W rywalizacji mężczyzn na dystansie jednego okrążenia jako drugi linię mety przekroczył Karol Zalewski ze swoim najlepszym w tym roku rezultatem – 45,14 s. Tak szybko zawodnik AZS AWF Katowice nie biegał od 2018 roku, kiedy ustanawiał rekord życiowy – 45,11 s. Świetnie spisał się także trzeci na mecie Kajetan Duszyński (AZS Łódź), który o niemal pół sekundy poprawił życiówkę sprzed dwóch tygodni – 45,51 s.
W swoim pierwszym starcie w tym sezonie druga na 100 m była Ewa Swoboda (AZS AWF Katowice) z wynikiem 10,20 s.

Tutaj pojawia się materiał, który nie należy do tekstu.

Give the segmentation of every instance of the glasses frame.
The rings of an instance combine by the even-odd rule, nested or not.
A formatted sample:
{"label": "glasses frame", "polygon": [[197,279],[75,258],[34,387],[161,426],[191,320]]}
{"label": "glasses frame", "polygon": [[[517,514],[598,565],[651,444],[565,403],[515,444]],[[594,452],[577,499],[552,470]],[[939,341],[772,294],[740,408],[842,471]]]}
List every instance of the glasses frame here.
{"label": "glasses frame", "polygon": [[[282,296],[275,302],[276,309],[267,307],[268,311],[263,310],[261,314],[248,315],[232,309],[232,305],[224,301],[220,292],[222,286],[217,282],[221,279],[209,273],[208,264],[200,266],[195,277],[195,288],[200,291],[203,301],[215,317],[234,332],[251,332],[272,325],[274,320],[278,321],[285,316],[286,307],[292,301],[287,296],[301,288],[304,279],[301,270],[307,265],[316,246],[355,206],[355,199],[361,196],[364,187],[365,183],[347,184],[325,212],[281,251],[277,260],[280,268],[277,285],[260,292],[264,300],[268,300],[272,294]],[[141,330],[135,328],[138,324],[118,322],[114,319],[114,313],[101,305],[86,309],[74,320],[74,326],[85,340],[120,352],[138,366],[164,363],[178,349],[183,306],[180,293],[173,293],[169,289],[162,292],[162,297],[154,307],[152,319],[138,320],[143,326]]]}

Kolejny raz barierę 13 sekund złamała druga na 100 m przez płotki Pia Skrzyszowska (AZS AWF Warszawa) – Cieszę się, że moje wyniki się stabilizują. Dziś na stadionie atmosfera była super, byli też moi rodzice, którzy mocno mnie dopingowali, ale pogoda nie była sprzyjająca. Przede mną jeszcze młodzieżowe mistrzostwa Europy, ale wiem nad czym muszę jeszcze popracować – podsumowała występ. Trzecia w rywalizacji płotkarek była Klaudia Siciarz (AZS AWF Kraków) – 12,92 s, a szósta Klaudia Wojtunik (AZS Łódź) – 13,32 s.
W skoku o tyczce mężczyzn najwyżej z Polaków skakał Robert Sobera (AZS AWF Wrocław), który uzyskał swój najlepszy w tym roku rezultat – 5,70 m. W rzucie dyskiem, także z najlepszym wynikiem sezonu triumfował Bartłomiej Stój (AZS PO Politechniki Opolskiej Opole) – 64,34 m. Na 1500 m swój tegoroczny rezultat poprawiła szósta w biegu Martyna Galant (OŚ AZS Poznań) – 4:08.96. Trzeci w pchnięciu kulą był Jakub Szyszkowski (AZS AWF Katowice) – 19,89 m.
Teraz przed lekkoatletami start w mistrzostwach Polski seniorów, które zostaną rozegrane w dniach 24-26 czerwca 2021 w Poznaniu.